Born in Mumbai (then called Bombay), Rushdie came to prominence in 1988 when his fourth novel, “The Satanic Verses,” was deemed blasphemous by Iran’s Ayatollah Ruhollah Khomeini. With a mullah-imposed death sentence on his head, Rushdie went into hiding. The tension since has eased, and Rushdie has termed the fatwa more rhetoric than threat.
He was, from 2007 to 2012, a distinguished writer in residence at Emory University. Emory is also the repository of Rushdie’s papers, and though his contract with the school has ended, he hopes to maintain an informal connection. He has returned to Atlanta often, and arranged for the 2013 premiere of the movie version of his novel “Midnight’s Children” to take place here.
He spoke with The Atlanta Journal-Constitution the day after his book was launched at a party in (to his chagrin) in the New York City borough of Brooklyn. Rushdie, 68, complained mildly that the center of the arts in the Empire State apparently is no longer in Manhattan, and that he doesn’t really fit in with the Williamsburg crowd.
“I don’t have the right beard.”
Among the things he discussed with the AJC …
How “Two Years” is reminiscent of his two children’s books:
I had so much pleasure writing those books for my sons, probably the most fun I’ve had writing books. … I thought, why don’t I try to do that for adults, using that same manner, that same fable kind of writing, (using) this mock scholarly voice from (a thousand years in) the future, allegedly talking about ancient history?
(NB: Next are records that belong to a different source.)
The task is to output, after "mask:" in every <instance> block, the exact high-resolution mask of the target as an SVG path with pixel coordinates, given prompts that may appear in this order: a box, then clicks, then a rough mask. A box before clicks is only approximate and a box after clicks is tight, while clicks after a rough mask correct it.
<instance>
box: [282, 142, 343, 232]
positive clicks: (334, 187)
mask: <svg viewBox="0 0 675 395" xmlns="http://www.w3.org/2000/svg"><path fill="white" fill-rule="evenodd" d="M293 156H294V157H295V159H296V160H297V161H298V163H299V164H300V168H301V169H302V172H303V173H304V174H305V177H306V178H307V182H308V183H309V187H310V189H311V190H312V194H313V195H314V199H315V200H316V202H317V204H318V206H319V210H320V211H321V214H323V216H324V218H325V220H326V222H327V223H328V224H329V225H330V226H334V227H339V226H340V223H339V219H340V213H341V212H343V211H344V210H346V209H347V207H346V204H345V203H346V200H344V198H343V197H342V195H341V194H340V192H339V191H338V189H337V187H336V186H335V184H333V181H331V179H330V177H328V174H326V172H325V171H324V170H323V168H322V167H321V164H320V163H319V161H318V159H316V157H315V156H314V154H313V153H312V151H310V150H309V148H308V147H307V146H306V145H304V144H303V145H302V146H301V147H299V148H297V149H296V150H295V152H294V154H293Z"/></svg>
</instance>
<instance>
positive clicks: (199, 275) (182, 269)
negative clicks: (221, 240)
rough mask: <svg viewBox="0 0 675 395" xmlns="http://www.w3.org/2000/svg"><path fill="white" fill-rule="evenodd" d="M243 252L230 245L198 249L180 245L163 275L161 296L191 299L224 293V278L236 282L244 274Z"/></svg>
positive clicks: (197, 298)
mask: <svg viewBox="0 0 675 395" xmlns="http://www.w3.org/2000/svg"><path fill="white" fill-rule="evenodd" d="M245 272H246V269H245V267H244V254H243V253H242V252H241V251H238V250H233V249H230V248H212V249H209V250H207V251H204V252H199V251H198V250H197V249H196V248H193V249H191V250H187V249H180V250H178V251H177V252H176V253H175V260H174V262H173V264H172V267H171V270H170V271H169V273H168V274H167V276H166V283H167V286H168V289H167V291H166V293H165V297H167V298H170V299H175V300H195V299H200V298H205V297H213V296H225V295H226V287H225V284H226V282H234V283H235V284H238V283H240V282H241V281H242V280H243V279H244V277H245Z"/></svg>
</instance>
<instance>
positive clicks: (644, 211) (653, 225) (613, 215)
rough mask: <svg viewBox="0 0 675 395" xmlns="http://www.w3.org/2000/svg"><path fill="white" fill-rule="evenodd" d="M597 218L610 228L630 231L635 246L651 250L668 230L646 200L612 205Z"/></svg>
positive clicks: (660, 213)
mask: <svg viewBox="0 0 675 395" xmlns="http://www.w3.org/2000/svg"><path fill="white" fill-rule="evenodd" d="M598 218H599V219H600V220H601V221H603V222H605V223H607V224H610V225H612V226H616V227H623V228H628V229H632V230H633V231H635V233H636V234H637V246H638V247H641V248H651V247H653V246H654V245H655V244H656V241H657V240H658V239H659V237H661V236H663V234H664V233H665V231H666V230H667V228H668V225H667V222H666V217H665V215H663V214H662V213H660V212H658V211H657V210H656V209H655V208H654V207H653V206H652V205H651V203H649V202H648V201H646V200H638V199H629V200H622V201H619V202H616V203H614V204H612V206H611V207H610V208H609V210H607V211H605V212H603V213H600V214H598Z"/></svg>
Which happens to be us.
How the battle between “dark” and “light” jinns and jinnis in “Two Years” serves as a commentary on the crisis in Syria and elsewhere.
I’ve always seen myself as a writer of my present time. I try and live in the moment I’m living in, and tell stories out of that time. And one of the great facts about our time is this terrible conflict between reason and unreason, between the rational and the irrational, between civility and brutality.
Why his combatants travel in flying pots, move through wormholes between Fairyland and Earth, and dispense lightning bolts with their hands:
I don’t want to just do what the news does better. … That realistic narrative is unfolding on television every day. I wanted to reach for something below that, beneath that.
On his optimistic prediction that, in the future, these conflicts will be resolved:
It’s not that optimistic. It’s going to take us a thousand years to reach that level of civility.
Why two of his characters, a pair of philosophers whose bones have turned to dust, continue their debate, even in the grave:
Once I got them going with their arguing, I thought, ‘This is too valuable to give up. I’ve got to find a way for them to continue, even though they’ve been dead for 900 years.’
On argument as the hallmark of the free world:
Argument itself could be redefined as democracy. The ability to have an argument is one way of describing an open society. An open society is one that is always arguing with itself.
On the downbeat note sounded in the last chapter, 1,000 years in the future:
I’m deliberately spoiling my own happy ending. A simple happy ending is kind of sappy. I just wanted to throw some vinegar in there.
On one of his favorite souvenirs from a tour of the hometowns of Georgia writers:
I had my photograph taken with Br’er Rabbit. He has a statue on the lawn outside the courthouse in Eatonton.
Salman Rushdie spoke at the Jimmy Carter Library and Museum, Sept. 17, 2015.